2

I have a 200M documents index I would like to reindex.

I wrote the following script that goes over documents in the old index and puts them with balk insert into the new index.

The size of each bulk is 2000 documents.

 search_obj = pyes.query.Search(query = pyes.query.MatchAllQuery(), start=resume_from)

 old_index_iterator = self.esconn.search(search_obj, self.index_name)
 counter = 0
 BULK_SIZE = 2000

 for doc in old_index_iterator:
   self.esconn.index(doc=doc, doc_type=DOC_TYPE, index=new_index_name, id=doc.get_id(), bulk=True)
   counter += 1

   if counter % BULK_SIZE == 0:
     self.logger.debug("Refreshing...")
     self.esconn.refresh()
     self.logger.debug("Refresh done.")


 self.esconn.refresh()

Observation:

  1. The speed that I get is very slow: around 150 documents / minute.
  2. The time of the refresh operation is 0. If I remove the index command (just read from the DB) - I speed up 10 times.

Conclusion:

  • The index ignores the bulk=True flag, and pushes every single document to the ES server.

Anyone know please help me to figure out why bulk=True has no effect?

diemacht
  • 2,022
  • 7
  • 30
  • 44
  • Check this Q http://stackoverflow.com/questions/9002982/elasticsearch-bulk-index-in-chunks-using-pyes for help . – Gentle Y Mar 17 '16 at 00:34

1 Answers1

0

Your low speed is about reading from the old index not inserting into the new one.

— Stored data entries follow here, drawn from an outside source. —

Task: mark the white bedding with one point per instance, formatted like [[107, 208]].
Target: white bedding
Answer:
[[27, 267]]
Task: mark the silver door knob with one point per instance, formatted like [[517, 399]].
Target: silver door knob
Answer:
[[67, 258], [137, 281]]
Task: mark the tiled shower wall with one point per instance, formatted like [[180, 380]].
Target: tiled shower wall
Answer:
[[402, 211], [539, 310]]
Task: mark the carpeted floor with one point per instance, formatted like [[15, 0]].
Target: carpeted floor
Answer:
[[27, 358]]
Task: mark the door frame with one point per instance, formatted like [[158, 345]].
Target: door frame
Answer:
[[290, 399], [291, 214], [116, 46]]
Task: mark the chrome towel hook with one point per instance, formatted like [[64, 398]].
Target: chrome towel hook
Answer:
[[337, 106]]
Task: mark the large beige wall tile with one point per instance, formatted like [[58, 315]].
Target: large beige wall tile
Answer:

Try scan mode and scroll when read:

result_set = self.esconn.search(pyes.query.MatchAllQuery(),indices=INDEX_NAME, doc_types=INDEX_TYPE, scan=True, scroll_timeout="10m")
for doc in result_set:
    pass # do your insert task

And also the default refresh size is 400 and interval is 1s, usually it does not need to reset this setting.

Gentle Y
  • 331
  • 1
  • 10